La Lega di Smalcalda fu una lega difensiva di principi protestanti del Sacro Romano Impero, della metà del XVI secolo. La Lega prende il nome dalla città in cui venne fondata ossia Smalcalda (Schmalkalden), in Turingia.

La Lega venne costituita a Smalcalda venerdì 27 febbraio 1531 da Filippo I di Assia e Giovanni Federico, elettore di Sassonia, che giurarono di difendersi reciprocamente se i loro territori fossero stati attaccati dall'imperatore Carlo V. Anhalt, Brema, Brunswick-Lüneburg, Magdeburgo, Mansfeld, Strasburgo ed Ulma furono gli altri membri originari della Lega. Costanza, Reutlingen, Memmingen, Lindau, Biberach an der Riß, Isny im Allgäu e Lubecca si unirono in seguito. La Lega si accordò per fornire 10.000 uomini e 2.000 cavalieri per la mutua protezione.

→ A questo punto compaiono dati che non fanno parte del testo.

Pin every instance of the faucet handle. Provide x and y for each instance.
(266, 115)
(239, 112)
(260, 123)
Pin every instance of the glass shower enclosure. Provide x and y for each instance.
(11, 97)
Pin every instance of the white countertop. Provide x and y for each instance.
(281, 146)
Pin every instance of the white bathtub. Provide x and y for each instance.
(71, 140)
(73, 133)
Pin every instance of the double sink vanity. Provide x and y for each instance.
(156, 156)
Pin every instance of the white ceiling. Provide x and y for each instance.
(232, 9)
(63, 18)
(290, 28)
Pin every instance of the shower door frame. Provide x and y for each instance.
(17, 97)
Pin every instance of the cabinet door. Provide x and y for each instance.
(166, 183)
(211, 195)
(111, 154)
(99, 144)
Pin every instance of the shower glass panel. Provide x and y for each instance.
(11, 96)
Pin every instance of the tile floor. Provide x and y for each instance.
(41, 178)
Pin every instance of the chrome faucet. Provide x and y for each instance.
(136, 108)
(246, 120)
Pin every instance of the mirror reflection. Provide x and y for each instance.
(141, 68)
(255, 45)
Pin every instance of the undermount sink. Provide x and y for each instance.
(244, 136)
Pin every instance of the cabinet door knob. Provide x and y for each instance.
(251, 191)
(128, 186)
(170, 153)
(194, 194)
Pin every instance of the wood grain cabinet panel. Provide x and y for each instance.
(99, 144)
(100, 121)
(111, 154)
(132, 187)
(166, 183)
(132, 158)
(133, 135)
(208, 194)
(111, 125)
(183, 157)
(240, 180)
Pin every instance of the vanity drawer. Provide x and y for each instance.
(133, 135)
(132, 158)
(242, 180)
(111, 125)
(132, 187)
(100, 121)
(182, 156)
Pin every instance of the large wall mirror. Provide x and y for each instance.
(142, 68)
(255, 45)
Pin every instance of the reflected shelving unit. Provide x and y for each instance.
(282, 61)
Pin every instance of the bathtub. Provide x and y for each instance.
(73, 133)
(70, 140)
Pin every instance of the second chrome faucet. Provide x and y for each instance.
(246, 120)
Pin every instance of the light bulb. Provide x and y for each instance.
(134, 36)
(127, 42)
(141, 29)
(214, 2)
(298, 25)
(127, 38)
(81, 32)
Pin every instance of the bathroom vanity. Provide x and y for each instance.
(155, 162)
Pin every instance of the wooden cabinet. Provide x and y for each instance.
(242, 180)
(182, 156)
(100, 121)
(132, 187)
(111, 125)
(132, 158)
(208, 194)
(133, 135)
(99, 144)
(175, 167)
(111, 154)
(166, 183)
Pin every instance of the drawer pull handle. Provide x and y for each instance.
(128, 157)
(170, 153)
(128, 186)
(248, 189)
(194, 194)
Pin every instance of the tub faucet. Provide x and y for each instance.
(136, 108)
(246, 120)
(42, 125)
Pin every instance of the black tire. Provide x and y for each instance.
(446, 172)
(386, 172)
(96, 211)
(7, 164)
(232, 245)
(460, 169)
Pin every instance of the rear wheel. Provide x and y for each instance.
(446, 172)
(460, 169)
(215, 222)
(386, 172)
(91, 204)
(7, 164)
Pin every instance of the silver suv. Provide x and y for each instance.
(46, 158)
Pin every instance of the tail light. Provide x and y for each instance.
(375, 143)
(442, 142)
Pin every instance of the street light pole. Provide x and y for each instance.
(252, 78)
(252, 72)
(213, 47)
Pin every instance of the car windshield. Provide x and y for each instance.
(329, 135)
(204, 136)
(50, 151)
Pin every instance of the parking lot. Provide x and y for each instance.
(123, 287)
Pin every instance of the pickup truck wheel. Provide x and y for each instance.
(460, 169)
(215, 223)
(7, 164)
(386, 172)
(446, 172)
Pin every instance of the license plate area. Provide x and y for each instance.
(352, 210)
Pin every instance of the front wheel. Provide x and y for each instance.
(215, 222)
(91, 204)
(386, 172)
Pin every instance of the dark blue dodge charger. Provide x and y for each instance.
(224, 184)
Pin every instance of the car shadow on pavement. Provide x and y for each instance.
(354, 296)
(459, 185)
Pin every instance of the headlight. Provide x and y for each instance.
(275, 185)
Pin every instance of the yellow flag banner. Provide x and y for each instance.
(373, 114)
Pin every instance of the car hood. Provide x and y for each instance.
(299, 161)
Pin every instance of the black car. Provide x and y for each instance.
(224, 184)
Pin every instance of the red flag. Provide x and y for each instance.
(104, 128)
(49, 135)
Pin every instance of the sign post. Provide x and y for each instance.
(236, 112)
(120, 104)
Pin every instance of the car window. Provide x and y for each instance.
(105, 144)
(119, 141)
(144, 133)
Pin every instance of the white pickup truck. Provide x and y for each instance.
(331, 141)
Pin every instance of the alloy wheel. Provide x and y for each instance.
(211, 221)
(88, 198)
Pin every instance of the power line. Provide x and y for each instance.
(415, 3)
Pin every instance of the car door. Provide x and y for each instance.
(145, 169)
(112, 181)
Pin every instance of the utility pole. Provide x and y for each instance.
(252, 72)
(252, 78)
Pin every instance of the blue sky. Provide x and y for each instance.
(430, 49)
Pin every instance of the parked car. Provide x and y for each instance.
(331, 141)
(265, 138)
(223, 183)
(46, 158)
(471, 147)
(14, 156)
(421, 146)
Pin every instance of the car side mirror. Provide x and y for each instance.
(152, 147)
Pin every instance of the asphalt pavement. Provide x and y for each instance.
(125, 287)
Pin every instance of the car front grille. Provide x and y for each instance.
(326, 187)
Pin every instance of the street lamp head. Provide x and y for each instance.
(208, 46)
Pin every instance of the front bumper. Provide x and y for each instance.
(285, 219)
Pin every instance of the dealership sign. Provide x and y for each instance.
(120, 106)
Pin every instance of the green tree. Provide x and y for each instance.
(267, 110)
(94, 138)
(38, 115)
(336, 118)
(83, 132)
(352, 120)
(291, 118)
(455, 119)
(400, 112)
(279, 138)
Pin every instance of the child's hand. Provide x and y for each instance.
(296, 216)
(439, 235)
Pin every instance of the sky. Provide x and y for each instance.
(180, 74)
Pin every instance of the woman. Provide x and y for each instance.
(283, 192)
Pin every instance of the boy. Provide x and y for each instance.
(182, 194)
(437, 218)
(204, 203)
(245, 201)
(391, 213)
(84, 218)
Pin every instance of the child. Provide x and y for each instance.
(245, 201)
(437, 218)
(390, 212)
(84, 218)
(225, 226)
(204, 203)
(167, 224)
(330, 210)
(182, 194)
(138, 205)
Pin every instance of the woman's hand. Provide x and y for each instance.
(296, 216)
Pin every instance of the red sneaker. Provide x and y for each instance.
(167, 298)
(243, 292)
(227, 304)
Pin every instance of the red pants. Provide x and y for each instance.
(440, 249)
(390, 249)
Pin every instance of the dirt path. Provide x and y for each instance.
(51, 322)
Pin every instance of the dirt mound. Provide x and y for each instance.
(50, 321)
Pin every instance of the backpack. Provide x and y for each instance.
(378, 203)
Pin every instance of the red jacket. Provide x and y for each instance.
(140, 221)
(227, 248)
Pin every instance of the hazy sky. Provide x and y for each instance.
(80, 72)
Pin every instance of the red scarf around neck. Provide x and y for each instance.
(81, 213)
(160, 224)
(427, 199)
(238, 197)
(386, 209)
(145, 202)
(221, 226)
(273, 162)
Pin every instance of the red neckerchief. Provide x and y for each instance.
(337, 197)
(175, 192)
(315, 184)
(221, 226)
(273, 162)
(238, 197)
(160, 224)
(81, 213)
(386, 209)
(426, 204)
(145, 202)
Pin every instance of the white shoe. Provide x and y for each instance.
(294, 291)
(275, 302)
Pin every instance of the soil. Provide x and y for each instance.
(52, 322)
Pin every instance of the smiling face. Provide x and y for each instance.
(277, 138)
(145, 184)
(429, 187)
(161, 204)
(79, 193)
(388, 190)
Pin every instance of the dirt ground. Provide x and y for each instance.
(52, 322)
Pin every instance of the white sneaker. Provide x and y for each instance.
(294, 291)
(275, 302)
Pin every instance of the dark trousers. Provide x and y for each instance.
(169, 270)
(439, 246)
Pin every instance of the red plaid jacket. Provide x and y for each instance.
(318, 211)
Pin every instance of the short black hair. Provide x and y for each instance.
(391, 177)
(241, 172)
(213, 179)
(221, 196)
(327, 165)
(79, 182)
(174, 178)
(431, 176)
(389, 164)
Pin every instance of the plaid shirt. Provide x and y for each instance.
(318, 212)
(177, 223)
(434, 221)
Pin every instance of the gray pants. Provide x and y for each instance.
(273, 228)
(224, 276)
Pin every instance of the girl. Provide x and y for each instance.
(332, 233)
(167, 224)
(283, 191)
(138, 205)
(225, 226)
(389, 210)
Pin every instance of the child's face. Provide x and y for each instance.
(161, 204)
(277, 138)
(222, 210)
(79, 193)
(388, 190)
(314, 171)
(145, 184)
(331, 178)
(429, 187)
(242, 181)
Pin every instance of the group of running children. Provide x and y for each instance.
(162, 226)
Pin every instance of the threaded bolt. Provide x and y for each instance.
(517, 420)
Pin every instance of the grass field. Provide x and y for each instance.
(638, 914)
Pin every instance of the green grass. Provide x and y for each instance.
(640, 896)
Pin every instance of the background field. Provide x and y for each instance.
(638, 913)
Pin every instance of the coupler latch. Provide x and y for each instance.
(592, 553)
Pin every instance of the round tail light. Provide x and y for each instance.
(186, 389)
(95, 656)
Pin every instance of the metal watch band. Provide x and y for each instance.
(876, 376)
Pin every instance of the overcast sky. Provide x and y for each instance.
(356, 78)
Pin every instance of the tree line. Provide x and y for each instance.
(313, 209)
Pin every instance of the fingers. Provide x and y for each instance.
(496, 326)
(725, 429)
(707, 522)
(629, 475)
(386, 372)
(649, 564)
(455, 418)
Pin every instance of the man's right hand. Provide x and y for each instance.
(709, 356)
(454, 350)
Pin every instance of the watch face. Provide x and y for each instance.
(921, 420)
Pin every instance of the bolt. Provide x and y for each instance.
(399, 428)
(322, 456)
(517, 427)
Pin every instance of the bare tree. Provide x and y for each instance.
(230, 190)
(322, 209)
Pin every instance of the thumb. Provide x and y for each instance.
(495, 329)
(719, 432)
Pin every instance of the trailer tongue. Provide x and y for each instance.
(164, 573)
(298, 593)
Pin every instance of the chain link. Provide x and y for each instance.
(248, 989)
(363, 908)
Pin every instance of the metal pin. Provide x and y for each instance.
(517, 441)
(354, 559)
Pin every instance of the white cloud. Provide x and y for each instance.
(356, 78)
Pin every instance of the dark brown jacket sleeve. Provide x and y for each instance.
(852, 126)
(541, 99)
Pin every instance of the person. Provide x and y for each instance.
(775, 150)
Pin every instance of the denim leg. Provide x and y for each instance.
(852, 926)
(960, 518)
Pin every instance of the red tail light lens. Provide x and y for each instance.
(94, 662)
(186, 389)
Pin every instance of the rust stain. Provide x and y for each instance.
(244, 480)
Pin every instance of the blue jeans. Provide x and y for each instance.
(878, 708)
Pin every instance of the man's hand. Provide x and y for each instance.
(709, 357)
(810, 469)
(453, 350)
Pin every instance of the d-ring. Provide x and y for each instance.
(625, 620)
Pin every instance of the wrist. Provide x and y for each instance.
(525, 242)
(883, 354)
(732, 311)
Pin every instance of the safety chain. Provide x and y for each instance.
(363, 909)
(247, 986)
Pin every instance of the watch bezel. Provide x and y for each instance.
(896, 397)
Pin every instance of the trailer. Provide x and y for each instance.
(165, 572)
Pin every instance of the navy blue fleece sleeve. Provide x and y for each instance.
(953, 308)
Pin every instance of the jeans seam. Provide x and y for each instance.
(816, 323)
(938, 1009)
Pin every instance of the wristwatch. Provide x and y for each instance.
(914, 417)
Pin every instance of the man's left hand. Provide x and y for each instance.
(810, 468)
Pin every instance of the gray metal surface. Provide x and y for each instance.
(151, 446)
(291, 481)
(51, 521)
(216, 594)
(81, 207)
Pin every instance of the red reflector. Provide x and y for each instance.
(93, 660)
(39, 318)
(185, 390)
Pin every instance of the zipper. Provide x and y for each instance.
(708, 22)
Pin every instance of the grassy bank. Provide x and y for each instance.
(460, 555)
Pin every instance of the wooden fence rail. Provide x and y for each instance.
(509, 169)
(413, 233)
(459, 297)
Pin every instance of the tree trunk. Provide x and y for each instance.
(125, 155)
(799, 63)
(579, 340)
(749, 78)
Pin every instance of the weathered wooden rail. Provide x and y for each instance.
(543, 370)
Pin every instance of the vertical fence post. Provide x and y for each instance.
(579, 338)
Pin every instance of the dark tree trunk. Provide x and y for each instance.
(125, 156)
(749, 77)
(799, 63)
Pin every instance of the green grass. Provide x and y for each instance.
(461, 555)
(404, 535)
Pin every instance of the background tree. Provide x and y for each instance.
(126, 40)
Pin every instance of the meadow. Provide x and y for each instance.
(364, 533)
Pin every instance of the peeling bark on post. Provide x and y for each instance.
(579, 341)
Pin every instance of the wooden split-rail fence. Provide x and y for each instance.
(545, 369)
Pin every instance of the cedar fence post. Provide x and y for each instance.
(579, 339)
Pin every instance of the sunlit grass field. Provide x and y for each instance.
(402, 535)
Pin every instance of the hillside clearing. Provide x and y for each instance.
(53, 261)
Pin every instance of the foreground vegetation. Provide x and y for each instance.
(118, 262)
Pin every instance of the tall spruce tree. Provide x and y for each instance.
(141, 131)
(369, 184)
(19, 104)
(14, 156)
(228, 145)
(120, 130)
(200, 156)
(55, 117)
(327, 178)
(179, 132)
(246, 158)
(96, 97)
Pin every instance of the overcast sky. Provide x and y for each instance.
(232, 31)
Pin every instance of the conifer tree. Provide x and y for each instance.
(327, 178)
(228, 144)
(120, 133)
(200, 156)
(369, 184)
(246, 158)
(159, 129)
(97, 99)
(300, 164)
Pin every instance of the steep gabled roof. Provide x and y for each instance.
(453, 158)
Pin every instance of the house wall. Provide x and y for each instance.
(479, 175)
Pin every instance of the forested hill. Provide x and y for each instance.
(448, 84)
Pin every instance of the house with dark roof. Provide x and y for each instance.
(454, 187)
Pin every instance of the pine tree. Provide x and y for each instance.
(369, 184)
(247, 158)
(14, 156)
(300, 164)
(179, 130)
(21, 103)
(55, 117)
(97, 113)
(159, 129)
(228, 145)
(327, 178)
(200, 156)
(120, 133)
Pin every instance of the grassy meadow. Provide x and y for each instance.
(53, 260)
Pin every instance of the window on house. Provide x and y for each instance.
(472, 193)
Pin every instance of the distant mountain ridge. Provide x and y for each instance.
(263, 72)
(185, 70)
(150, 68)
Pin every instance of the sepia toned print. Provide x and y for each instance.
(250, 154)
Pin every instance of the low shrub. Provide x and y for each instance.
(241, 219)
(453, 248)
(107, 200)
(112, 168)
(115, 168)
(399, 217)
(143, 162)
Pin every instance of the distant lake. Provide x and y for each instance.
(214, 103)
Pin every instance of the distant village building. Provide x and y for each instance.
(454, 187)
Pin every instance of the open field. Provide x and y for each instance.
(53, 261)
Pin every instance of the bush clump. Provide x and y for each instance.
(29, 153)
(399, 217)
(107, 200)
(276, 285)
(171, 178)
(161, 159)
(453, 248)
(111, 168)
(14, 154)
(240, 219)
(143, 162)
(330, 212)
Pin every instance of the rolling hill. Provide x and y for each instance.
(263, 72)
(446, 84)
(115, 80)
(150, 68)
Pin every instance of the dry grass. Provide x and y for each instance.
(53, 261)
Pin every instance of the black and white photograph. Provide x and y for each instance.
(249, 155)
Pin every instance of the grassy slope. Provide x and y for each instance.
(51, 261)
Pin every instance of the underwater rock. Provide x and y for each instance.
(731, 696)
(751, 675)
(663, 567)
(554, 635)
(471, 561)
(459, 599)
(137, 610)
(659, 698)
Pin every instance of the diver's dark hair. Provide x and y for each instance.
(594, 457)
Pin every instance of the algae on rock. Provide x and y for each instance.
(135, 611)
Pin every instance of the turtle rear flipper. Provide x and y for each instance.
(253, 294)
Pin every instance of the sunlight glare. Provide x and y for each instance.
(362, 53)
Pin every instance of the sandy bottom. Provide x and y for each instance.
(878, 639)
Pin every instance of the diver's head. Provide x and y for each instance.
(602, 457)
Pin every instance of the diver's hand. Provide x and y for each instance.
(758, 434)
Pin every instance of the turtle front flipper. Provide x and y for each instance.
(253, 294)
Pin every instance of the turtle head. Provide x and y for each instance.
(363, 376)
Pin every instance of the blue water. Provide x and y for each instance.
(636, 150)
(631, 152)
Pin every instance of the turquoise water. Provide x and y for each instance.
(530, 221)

Dopo la morte di Ulrico Zwingli alcune città della Germania meridionale cercarono l'appoggio della Lega, che divenne il centro dell'opposizione anti-asburgica: nel 1532 la Lega si alleò con la Francia e nel 1538 con la Danimarca. Raramente la Lega provocò Carlo V direttamente, ma confiscò terreni alla Chiesa, espulse vescovi e principi cattolici e aiutò a diffondere il Luteranesimo nella Germania settentrionale.

La crisi tra la Lega e l'impero scoppiò nel 1542: nella Dieta di Spira i principi protestanti chiesero all'imperatore il riconoscimento ufficiale della loro posizione e a esso condizionarono gli aiuti militari e finanziari necessari per la guerra contro i turchi: la crisi era ormai alle porte ma prima dell'inevitabile scontro, Carlo V nel 1544 fece pace con la Francia col Trattato di Crépy, che pose fine alla sua alleanza con la Lega.

Carlo V e Papa Paolo III iniziarono a radunare un esercito nel 1546, mentre i membri della Lega litigavano tra di loro, incapaci di unirsi in difesa, come avevano originariamente previsto. Carlo sconfisse la Lega nella battaglia di Mühlberg, il 24 aprile 1547, catturando molti dei suoi capi. Negli anni successivi tuttavia le truppe imperiali non riuscirono ad ottenere successi analoghi; la posizione di Carlo V divenne particolarmente critica: sconfitto dalla Lega, egli entrò in guerra anche contro i turchi ed i francesi approfittarono della situazione per sottrargli Metz, Toul e Verdun.

Così, nel 1555, Carlo V fu costretto a firmare con i rivoltosi la pace religiosa di Augusta, che stablì il principio del cuius regio, eius religio. Seppur a costo di pesanti perdite, i comandanti della Lega di Smalcalda avevano raggiunto il loro obiettivo.